The initial conversion with the coordinator went fine at first. She asked me some simple questions and we had a causal chat. When she started to ask me to compare life in NYC to life in Amsterdam the conversation got a bit dark. She got quieter and took a lot of notes. She quickly said a career coach was not the right direction and would I be interested in a Life coach. I said I would basically do anything to help me out of this dark place. She suggested 3 sessions with a Life coach and then we would talk again. The life coach was very nice. She was a mix of directness and compassion. As our first session ended, she said I would need 10 sessions.


Entry 5 – Stop telling me to find my passion

My husband is a good man. He really believes in dreams and goals and works hard to reach his and always encourages me to reach for mine.

I used to think my goal in life was to be a mom. After I got married I immediately wanted to start trying for a family. Getting pregnant ended up being very difficult and it took us 4 years before we had our daughter. Through those years of trying, my focus remained singularly placed on achieving my end goal, a baby.   I would stop at nothing. The weird thing was, when I finally achieved my goal I didn’t feel that sensation of fulfillment. I remember watching the Yankees win the World Series and they all jumped on each other celebrating.   I wanted to feel that sensation and I really thought that’s how I would feel once I had my baby. I couldn’t understand why I didn’t get that feeling.

My husband always likes to ask what is my dream? And what he could do to help me achieve that dream. I would always say I don’t know, and slowly began to hate the question, I didn’t have a dream, and I felt like a loser each time I was asked.

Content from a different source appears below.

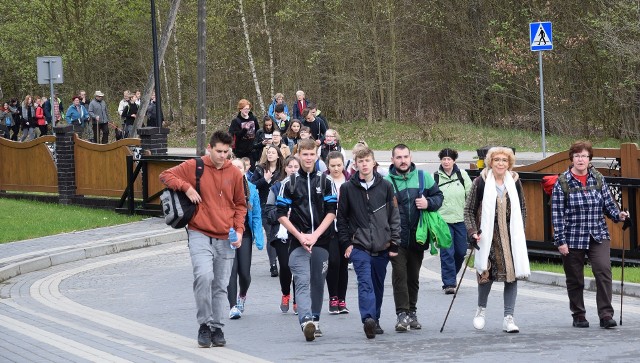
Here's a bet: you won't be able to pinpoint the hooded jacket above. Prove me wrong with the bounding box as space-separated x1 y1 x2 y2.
384 163 444 249
276 168 338 251
338 172 400 253
160 155 247 240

I couldn’t get past my own emptiness to even think I deserved a dream.

Back in New York, I was busy and didn’t have to think about my lack of a dream or feeling unfulfilled. But now in Amsterdam it was the big fat elephant in the room with me each day. I constantly read articles about people who found their passion or achieved success because they followed their dreams. I kept searching and reading hoping one of them would unlock something inside of me. I realized I didn’t like those people. I just kept thinking what is wrong with me that I can’t seem to find “my thing”. I decided finding your passion was a bunch of BS. It had to have been developed my some marketer and now we are all feeling less than great cause we can seem to do what we love and love what we do. It’s much easier to blame someone else when you aren’t ready to accept your lack of motivation.